Creative destruction
As Brussels launches an effort to make the European economy more competitive by slashing regulation and ramping up public spending — a new package of measures was unveiled on Wednesday — as well as relaxing anti-subsidy rules, the closure of factories like the one in Cholet shows the limits of that approach.
In his seven years as president, Emmanuel Macron has tried to prioritize jump-starting French industry, combining generous subsidies with tax breaks. Between 2020 and 2022, France spent approximately €27 billion per year in financial support for the industrial sector, according to a recent report by France’s court of auditors.
The financial efforts under Macron’s tenure initially bore fruit: France opened more new factories than it closed before the trend reversed last year. Unemployment declined and stabilized at around 7 percent. And the country became Europe’s most attractive destination for foreign investors.
But that is little consolation to factory workers in sectors where the European economy is unlikely to be able to compete, whatever economic assistance it receives.
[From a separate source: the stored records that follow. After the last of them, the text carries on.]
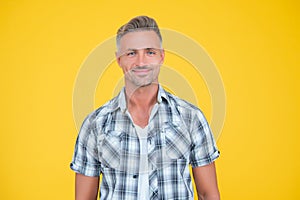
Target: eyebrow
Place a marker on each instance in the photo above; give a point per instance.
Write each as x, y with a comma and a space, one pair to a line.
149, 48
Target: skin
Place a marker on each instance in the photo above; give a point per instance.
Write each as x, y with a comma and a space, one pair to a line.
140, 57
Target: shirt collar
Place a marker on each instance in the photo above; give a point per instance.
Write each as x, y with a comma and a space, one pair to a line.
122, 98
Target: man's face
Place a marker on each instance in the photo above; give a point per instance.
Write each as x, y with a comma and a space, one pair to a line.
140, 57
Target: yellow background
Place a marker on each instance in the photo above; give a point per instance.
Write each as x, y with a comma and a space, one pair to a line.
255, 45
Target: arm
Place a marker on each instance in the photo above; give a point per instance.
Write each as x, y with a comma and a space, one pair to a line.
86, 188
206, 182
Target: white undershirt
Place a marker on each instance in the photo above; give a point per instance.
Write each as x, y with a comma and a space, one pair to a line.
143, 183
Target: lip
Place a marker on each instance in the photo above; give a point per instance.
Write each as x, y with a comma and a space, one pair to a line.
141, 72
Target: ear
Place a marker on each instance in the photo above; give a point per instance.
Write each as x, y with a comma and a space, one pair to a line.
162, 56
117, 58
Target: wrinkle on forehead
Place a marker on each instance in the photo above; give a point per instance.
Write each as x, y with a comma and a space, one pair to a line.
139, 40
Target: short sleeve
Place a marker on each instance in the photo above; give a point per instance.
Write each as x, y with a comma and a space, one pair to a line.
204, 150
85, 159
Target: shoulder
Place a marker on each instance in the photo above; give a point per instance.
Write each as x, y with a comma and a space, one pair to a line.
181, 104
99, 117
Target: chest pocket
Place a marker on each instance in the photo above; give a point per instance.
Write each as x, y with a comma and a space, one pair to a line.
109, 149
177, 141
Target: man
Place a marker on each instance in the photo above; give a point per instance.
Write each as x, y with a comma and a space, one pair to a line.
143, 140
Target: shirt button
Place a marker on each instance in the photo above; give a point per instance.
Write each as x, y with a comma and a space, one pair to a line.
135, 176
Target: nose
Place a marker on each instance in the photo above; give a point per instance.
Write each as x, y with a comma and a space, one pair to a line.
141, 59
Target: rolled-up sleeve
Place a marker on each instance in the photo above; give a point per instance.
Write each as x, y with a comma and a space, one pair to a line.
204, 148
85, 159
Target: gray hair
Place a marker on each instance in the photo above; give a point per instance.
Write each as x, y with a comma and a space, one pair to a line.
139, 23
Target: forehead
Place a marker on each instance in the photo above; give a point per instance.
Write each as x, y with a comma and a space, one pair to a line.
140, 40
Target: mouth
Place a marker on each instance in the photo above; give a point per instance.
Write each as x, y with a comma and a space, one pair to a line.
141, 72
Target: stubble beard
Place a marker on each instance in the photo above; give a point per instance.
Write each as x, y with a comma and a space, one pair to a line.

French Industry and Energy Minister Marc Ferracci told POLITICO that the government is stepping in where it can to stop a mass exodus of jobs, and that it will monitor Michelin’s commitment to compensate sacked workers and help them find work. But not every job can be be saved, Ferracci said. Economists call this creative destruction — allowing dated, uncompetitive companies to die to make way for investments in more promising sectors.
“If we start to impose a moratorium on layoffs, I can assure you that there are a whole bunch of job-creating investment projects that stop two hours after that announcement,” Ferracci added.
The politics of subsidies
If Europe wants to ensure that job losses in traditional sectors are compensated by growth in new sectors, it needs to redirect public money to innovative technologies and research, said economist Philippe Aghion — something European policymakers have yet to do.
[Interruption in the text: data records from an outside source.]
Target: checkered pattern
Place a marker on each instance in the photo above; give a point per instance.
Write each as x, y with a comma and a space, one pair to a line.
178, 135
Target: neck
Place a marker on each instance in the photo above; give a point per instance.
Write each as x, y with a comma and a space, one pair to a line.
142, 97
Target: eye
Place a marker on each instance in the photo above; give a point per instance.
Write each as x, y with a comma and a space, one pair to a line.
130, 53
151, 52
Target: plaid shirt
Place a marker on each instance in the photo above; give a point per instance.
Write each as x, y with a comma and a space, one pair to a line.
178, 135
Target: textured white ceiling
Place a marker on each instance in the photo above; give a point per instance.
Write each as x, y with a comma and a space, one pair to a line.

“In Europe, the dominant companies nowadays are the same ones of 25 years ago. In the U.S. it is not the case,” he said.
Just look at artificial intelligence, which a quarter century ago was the stuff of science fiction.
Mere days after his inauguration, Trump announced that Washington had secured a staggering €500 billion package for the country’s burgeoning AI sector. France has its own €109 billion AI plan, while the EU is aiming to leverage €200 billion worth of investment in the field.
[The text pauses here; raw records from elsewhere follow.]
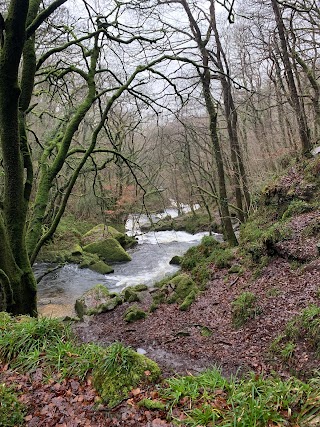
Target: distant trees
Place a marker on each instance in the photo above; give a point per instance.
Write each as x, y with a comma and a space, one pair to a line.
68, 83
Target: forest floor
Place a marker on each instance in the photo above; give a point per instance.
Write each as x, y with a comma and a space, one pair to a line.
289, 283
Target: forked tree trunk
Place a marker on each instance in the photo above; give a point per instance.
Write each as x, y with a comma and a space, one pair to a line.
16, 276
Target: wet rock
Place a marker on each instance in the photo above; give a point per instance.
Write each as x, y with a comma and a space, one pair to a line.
176, 260
101, 232
134, 313
96, 300
109, 250
101, 267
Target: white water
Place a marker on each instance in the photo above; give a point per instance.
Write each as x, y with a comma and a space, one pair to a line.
150, 263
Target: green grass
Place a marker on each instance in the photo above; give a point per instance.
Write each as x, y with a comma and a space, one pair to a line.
11, 411
28, 343
209, 399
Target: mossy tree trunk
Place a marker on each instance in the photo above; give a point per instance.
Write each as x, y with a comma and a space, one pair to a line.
17, 281
15, 269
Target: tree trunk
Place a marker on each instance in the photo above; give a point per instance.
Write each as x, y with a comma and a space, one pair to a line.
16, 275
295, 99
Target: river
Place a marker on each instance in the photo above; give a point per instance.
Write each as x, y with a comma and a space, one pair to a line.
58, 290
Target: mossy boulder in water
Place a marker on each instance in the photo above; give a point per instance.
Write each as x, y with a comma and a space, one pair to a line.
179, 289
121, 370
102, 232
95, 301
101, 267
131, 293
109, 250
134, 313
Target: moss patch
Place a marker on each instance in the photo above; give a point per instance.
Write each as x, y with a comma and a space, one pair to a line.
109, 249
120, 371
101, 267
134, 313
96, 300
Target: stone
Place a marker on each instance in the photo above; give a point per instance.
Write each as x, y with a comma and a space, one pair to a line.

Industry titans and politicians may rejoice at such announcements, but telling workers they’ll lose their job today to make room for better ones tomorrow isn’t an easy sell.
“It is a political message that’s a little unpleasant to hear,” said French economist Sarah Guillou, noting that creative destruction and its social consequences are invariably unpopular in the short term.
“Economic dissatisfaction is always the breeding ground for political dissatisfaction,” she said.
Even if workers at Michelin and other European factories do find new jobs, the wave of layoffs is likely to fuel dissatisfaction with their governments.
That’s certainly true in France, where Macron, once regarded as a paragon of good economic management, is losing ground to far-right and far-left opponents who say he is responsible for what they describe as the country’s economic collapse and a skyrocketing budget deficit.
“We are now paying for the effects of catastrophic policies,” said Aurélie Trouvé, the president of the National Assembly’s economic affairs committee and a member of the left-wing France Unbowed party.
“It’s not creative destruction, it is destruction full stop,” said Trouvé, who predicts there will be more social unrest in the months ahead. Similar criticism can be heard from the far right.
At the picket line in Cholet, workers were focused on what happens next.
Roux, one of the strikers, showed off a whiteboard with the names of workers who had volunteered to guard the factory’s gates during the night.
“Talking about the future, the goal is that this doesn’t happen again in the coming years,” he said.”And it depends on politics, that’s for sure.”